The duplicated recordings of seven children with BCLP were randomly selected from the entire dataset for measuring interrater and intrarater reliability. Intraclass correlation coefficients (ICCs) which were generally reported in many of the previous speech studies[17] [21] [22] were calculated for interrater and intrarater reliability. The study utilized a two-way mixed model to assess interrater reliability and a one-way random-effects model to evaluate intrarater reliability. The results showed remarkable intrarater reliability among the three raters, with average measures ICCs of 0.94, 0.97, and 0.98, for each parameter on the CAPS-A-KM. Overall, the findings suggest that the raters demonstrated excellent intrarater reliability in this study. [Table 1] shows the interrater reliability results for each parameter on the CAPS-A-KM. The average measures ICC values of the interrater reliability generally indicated moderate-to-excellent agreement, except for some parameters such as certain compensatory articulations (i.e., pharyngeal articulation, nasal fricatives).

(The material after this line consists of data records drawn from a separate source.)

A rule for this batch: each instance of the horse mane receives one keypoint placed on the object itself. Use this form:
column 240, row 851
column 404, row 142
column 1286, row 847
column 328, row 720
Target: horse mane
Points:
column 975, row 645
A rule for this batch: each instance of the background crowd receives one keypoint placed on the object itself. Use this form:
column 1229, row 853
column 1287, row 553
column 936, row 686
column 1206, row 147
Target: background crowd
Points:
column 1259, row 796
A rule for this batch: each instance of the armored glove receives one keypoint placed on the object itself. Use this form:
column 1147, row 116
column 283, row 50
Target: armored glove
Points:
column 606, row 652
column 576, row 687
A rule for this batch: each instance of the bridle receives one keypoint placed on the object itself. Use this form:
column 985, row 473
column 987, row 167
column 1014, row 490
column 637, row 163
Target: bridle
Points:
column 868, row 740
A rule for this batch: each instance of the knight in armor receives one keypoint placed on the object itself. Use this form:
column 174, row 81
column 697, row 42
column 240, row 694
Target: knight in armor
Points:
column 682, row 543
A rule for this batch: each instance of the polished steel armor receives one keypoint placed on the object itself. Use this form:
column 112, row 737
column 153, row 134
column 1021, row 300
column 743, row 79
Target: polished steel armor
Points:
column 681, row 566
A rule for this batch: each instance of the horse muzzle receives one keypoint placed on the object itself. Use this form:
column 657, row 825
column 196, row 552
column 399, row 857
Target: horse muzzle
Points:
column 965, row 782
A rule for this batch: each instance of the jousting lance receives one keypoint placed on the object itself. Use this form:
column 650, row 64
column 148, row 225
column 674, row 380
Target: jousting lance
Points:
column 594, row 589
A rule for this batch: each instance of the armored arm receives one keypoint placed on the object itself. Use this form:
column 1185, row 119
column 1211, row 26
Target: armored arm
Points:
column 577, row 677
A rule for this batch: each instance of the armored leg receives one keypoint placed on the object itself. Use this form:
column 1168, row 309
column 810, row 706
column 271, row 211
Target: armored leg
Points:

The occurrences of such parameters were low or nonexistent, and the distributions were skewed, which may result in low values.[16]

Table 1

Interrater reliability results

Parameters

ICC

Interpretation

Developmental errors

0.69

Good

CSCs (average)

0.47

Moderate

 Palatalization

0.72

Good

 Backing to velar/uvular

0.76

Good

 Pharyngeal articulation

0.35

Fair

 Glottal articulation

0.88

Very good

 Posterior nasal fricatives

0.66

Good

 Nasal fricatives

0.22

Fair

 Coarticulation

0.50

Moderate

 Passive CSCs

0.50

Moderate

Speech intelligibility

0.84

Very good

Hypernasality

0.90

Excellent

Audible nasal emission

0.75

Good

Voice

0.58

Moderate

Abbreviations: CSC, cleft speech characteristic; ICC, intraclass correlation coefficient.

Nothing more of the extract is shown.